All day Mount Stuart
By coach to Port Glasgow, ferry across to Isle of Bute. Transport (not included) to
Mount Stuart
Isle of Bute
PA20 9LR Scotland
T 01700 503877
F 01700 505313
E contactus@mountstuart.com
W www.mountstuart.com

Mount Stuart, which calls itself “Britain’s most spectacular Victorian Gothic house,” contains one of the finest private art collections in Scotland. The Dutch and Flemish works are in a part of the mansion not normally open to the public. The Marquess has given permission for us to see these. Lunch will be served to us at the visitors’ center. A talk will be given about the history of the Bute collection, Return by coach to Edinburgh.

Evening free

Monday, 17 June

Morning Holyrood Palace (founded 1498, present state mainly 1671)
At the end of the Royal Mile
T +44 131 556 7371
E holyroodhouse@royalcollection.org.uk
W http://www.royalresidences.com

The queen’s official residence in Scotland. The architecture and decoration, with Delft tiles, imitates Het Loo. The Dutch artist Jacob de Wet was responsible for the ceiling paintings and 111 portraits of (mainly mythical) kings of Scotland. Not of top quality, but certainly of interest to CODART.

Gosford House (1790-1800)
About 30 minutes east from Edinburgh by coach, the private house of the Earl of Wemyss and March. A number of fine Dutch paintings, including works by Ruisdael, de Braij and Cornelis van Haarlem.

Afternoon Mertoun (1703-1705)
An exceptional private collection not open to the public. Outstanding paintings by Jan Steen, Adriaen van Ostade, Ludolf Bakhuysen, Aelbert Cuyp and many other Dutch and Flemish masters. Julia Lloyd Williams will give us a talk about the history of the collection.

Evening We are the dinner guests of the Chairman and Acting Director-General of the National Galleries of Scotland, at the home of the Acting Director, Julia Lloyd Williams.

Tuesday, 18 June

08:00 Check out of hotel.
08:30 Departure by coach to Glasgow.
10.30 The Burrell Collection (“One man’s choice from the whole world of art history” ? museum website). (collection 1944; building 1983)
2060 Pollokshaws Road
Glasgow G43 1AT
T +44 141 649 7151
F +44 141 636 0086
W http://www.g3web.co.uk/glasgow_museums/burrell_collection

Vivien Hamilton, curator specialized in 19th-century art, will show us round. There is a large collection of Hague School paintings and a very fine collection of Netherlandish decorative arts from the 14th to the 19th centuries.

Hunterian Museum
University of Glasgow,
Glasgow G12 8QQ
T +44 141 330 4221
F +44 141 330 3617
W http://www.hunterian.gla.ac.uk/

The deputy director, Mungo Campbell, will welcome us.
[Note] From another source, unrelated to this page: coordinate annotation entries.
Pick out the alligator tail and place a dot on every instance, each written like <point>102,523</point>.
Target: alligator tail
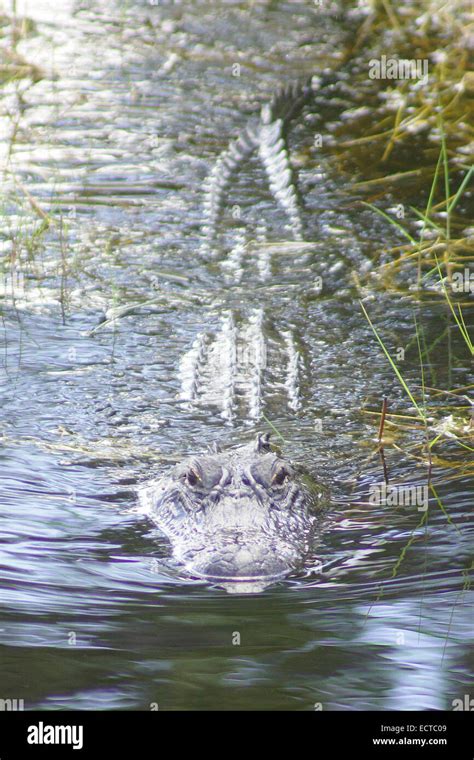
<point>221,175</point>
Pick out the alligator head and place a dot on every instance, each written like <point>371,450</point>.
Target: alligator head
<point>243,516</point>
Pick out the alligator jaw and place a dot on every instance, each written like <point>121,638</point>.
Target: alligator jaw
<point>243,518</point>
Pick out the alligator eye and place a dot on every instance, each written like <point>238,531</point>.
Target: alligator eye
<point>192,478</point>
<point>280,476</point>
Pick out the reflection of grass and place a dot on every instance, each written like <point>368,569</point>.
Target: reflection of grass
<point>417,248</point>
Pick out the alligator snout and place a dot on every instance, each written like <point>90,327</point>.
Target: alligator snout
<point>245,515</point>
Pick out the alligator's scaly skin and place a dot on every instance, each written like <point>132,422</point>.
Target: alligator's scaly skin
<point>227,369</point>
<point>245,515</point>
<point>267,138</point>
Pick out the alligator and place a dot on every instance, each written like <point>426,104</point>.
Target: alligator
<point>267,137</point>
<point>243,516</point>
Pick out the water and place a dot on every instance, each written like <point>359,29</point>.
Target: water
<point>114,142</point>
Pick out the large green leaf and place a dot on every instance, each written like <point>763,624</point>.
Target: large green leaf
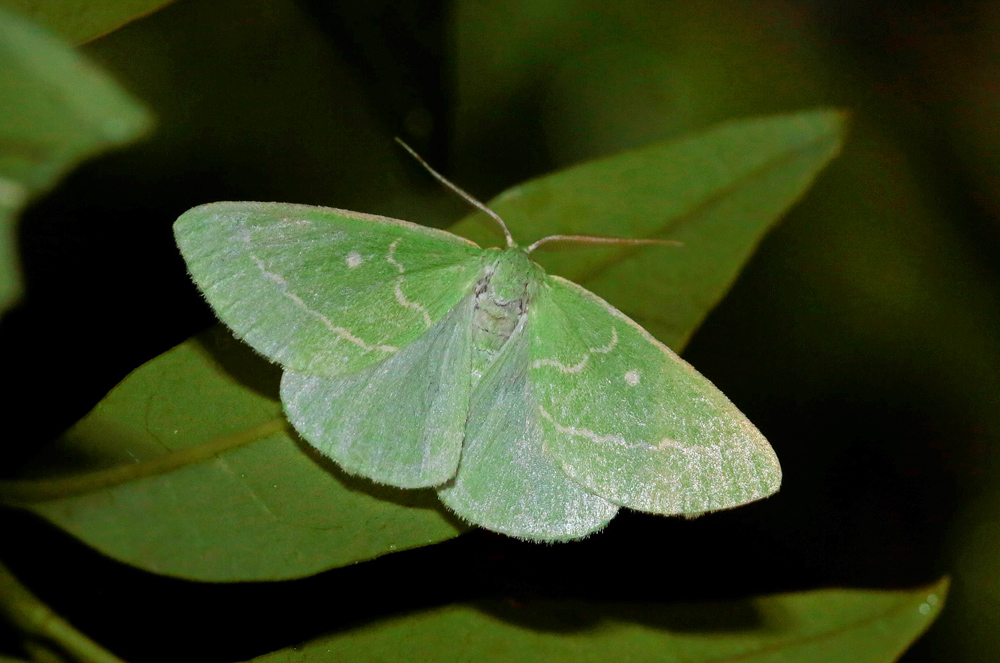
<point>187,468</point>
<point>83,20</point>
<point>810,627</point>
<point>717,192</point>
<point>55,110</point>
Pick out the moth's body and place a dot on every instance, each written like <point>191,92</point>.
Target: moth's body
<point>502,298</point>
<point>416,358</point>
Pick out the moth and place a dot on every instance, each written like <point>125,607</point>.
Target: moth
<point>416,358</point>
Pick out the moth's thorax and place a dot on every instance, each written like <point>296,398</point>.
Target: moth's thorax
<point>503,295</point>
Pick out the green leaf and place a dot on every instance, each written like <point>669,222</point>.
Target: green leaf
<point>82,20</point>
<point>718,192</point>
<point>187,470</point>
<point>56,109</point>
<point>810,627</point>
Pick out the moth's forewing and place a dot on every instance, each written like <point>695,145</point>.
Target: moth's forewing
<point>323,291</point>
<point>631,421</point>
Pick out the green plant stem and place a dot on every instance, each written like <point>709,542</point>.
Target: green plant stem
<point>17,492</point>
<point>37,620</point>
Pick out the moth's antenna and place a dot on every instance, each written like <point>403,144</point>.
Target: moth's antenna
<point>472,201</point>
<point>587,239</point>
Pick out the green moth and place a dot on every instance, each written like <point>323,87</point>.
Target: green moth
<point>418,359</point>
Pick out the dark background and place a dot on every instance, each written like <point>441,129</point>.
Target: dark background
<point>863,339</point>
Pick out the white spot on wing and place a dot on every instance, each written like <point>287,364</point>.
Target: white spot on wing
<point>339,331</point>
<point>391,258</point>
<point>580,365</point>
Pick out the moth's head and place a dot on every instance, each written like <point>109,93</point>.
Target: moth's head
<point>513,275</point>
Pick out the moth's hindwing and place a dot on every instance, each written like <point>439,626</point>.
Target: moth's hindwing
<point>506,482</point>
<point>399,422</point>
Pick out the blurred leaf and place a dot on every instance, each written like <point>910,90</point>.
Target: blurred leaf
<point>717,192</point>
<point>55,110</point>
<point>83,20</point>
<point>186,469</point>
<point>37,621</point>
<point>811,627</point>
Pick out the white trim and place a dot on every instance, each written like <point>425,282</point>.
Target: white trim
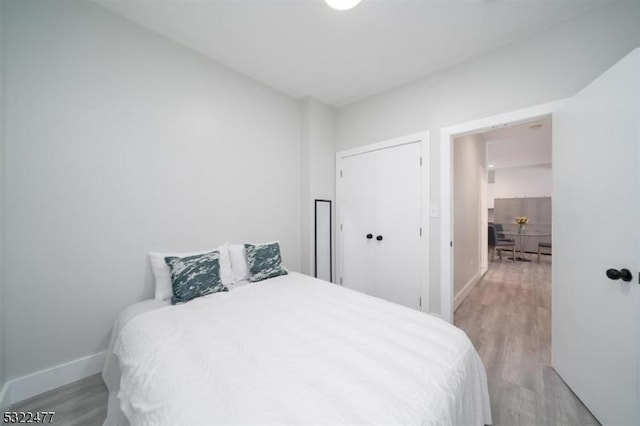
<point>446,181</point>
<point>5,401</point>
<point>462,294</point>
<point>424,138</point>
<point>42,381</point>
<point>402,140</point>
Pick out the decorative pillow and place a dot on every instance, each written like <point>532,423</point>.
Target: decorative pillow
<point>238,262</point>
<point>162,272</point>
<point>195,276</point>
<point>264,261</point>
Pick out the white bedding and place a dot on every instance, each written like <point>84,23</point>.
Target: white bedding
<point>296,350</point>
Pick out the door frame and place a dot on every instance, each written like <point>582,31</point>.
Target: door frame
<point>447,134</point>
<point>483,181</point>
<point>425,177</point>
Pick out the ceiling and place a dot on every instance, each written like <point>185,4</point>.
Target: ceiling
<point>304,48</point>
<point>520,145</point>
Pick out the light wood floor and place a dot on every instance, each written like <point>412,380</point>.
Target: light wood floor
<point>507,316</point>
<point>83,403</point>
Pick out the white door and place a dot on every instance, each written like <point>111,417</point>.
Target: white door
<point>357,211</point>
<point>380,209</point>
<point>596,320</point>
<point>398,212</point>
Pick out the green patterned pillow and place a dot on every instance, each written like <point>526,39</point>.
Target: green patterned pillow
<point>195,276</point>
<point>264,261</point>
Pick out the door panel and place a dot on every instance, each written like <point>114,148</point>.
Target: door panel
<point>358,220</point>
<point>398,212</point>
<point>596,321</point>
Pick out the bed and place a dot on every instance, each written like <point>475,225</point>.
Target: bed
<point>291,350</point>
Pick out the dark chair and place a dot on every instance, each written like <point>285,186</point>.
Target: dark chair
<point>499,231</point>
<point>541,246</point>
<point>496,244</point>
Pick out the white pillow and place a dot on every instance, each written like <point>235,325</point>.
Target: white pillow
<point>239,264</point>
<point>162,272</point>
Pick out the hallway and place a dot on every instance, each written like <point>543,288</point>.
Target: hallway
<point>507,316</point>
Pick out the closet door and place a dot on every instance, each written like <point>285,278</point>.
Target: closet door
<point>358,222</point>
<point>398,212</point>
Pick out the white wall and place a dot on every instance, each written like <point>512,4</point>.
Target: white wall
<point>521,182</point>
<point>318,170</point>
<point>550,65</point>
<point>468,158</point>
<point>119,142</point>
<point>2,206</point>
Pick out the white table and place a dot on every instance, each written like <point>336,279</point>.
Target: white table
<point>523,236</point>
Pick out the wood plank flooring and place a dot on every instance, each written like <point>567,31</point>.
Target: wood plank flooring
<point>83,403</point>
<point>507,316</point>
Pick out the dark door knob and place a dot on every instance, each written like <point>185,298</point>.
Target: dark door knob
<point>623,274</point>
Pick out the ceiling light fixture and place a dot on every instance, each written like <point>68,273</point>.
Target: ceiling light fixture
<point>342,4</point>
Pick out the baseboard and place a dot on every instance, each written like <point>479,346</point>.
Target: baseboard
<point>42,381</point>
<point>4,397</point>
<point>462,294</point>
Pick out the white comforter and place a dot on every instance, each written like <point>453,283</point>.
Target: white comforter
<point>296,350</point>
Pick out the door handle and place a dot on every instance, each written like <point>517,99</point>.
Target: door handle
<point>624,274</point>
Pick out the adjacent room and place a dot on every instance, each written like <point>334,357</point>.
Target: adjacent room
<point>319,212</point>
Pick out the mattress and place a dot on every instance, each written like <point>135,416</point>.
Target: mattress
<point>295,350</point>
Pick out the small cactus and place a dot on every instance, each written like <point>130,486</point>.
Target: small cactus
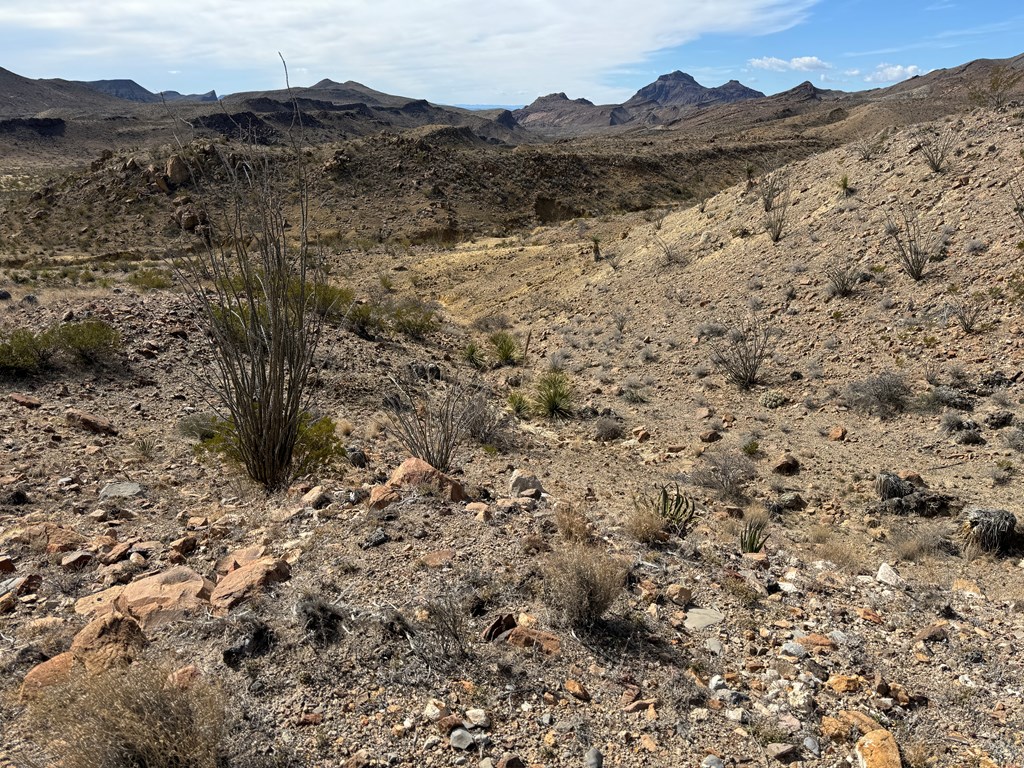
<point>772,399</point>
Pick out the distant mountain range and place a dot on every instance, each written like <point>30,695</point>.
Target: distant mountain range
<point>334,111</point>
<point>132,91</point>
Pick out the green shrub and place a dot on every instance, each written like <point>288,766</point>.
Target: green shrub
<point>332,302</point>
<point>754,537</point>
<point>553,395</point>
<point>414,317</point>
<point>506,348</point>
<point>89,341</point>
<point>23,351</point>
<point>472,354</point>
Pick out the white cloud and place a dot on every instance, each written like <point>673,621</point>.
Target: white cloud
<point>799,64</point>
<point>886,73</point>
<point>440,50</point>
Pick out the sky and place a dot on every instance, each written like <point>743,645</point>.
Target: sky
<point>509,52</point>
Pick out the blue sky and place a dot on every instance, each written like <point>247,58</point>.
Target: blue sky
<point>466,51</point>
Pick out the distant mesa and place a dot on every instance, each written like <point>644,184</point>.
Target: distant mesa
<point>129,90</point>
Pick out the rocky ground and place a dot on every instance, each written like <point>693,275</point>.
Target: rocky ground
<point>343,631</point>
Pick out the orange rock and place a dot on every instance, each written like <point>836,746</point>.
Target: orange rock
<point>113,640</point>
<point>243,583</point>
<point>163,597</point>
<point>55,671</point>
<point>524,637</point>
<point>578,690</point>
<point>845,684</point>
<point>417,473</point>
<point>878,750</point>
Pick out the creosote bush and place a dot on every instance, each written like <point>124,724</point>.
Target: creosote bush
<point>742,352</point>
<point>724,472</point>
<point>506,348</point>
<point>24,351</point>
<point>580,585</point>
<point>130,717</point>
<point>885,395</point>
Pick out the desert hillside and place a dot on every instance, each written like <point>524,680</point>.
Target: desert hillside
<point>589,583</point>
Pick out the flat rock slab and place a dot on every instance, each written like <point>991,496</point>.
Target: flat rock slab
<point>158,599</point>
<point>90,422</point>
<point>698,619</point>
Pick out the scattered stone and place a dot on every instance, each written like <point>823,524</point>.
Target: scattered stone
<point>523,637</point>
<point>887,574</point>
<point>26,400</point>
<point>55,671</point>
<point>780,752</point>
<point>376,539</point>
<point>90,422</point>
<point>460,738</point>
<point>786,464</point>
<point>878,750</point>
<point>159,599</point>
<point>244,583</point>
<point>316,498</point>
<point>76,560</point>
<point>114,640</point>
<point>578,690</point>
<point>521,482</point>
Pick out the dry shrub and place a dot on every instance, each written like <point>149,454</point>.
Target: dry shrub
<point>645,524</point>
<point>914,545</point>
<point>130,717</point>
<point>580,585</point>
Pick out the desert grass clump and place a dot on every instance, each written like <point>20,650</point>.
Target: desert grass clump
<point>553,395</point>
<point>725,472</point>
<point>936,147</point>
<point>90,341</point>
<point>581,584</point>
<point>742,352</point>
<point>968,312</point>
<point>430,423</point>
<point>138,716</point>
<point>842,280</point>
<point>885,395</point>
<point>473,354</point>
<point>506,348</point>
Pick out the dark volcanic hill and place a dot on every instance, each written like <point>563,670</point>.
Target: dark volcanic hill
<point>679,89</point>
<point>132,91</point>
<point>662,101</point>
<point>23,97</point>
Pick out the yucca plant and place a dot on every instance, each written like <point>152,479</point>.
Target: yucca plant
<point>754,536</point>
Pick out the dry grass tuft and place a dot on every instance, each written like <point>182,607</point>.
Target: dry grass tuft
<point>581,584</point>
<point>130,717</point>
Among the Dutch paintings are Rembrandt’s oil sketch for The entombment of Christ and a landscape by Philips Koninck. The museum is planning on putting on a related display of drawings for us. (The printroom curator, Peter Black, speaks fluent Dutch.)

The Museum at Kelvingrove (1901):
Kelvingrove
Glasgow G3 8AG
T +44 141 287 2699
F +44 141 287 2090

Currently undergoing renovation so we will have to review what may be accessible. However, a Lottery funded program of research specifically on the Dutch and Flemish paintings in the museum is currently underway, headed by Liz Hancock, aided by Emma Hermans, and it may be possible to hear about this project and see some of the works involved.

14:30 Departure for Edinburgh airport.
17:55 British Midlands flight BD649 to Brussels.
20:35 Arrival in Brussels Airport.

CONSULT THE WEBSITES IN THE PROGRAM, SOME OF WHICH, SUCH AS THAT OF THE NATIONAL GALLERIES OF SCOTLAND, ARE EXTREMELY INFORMATIVE.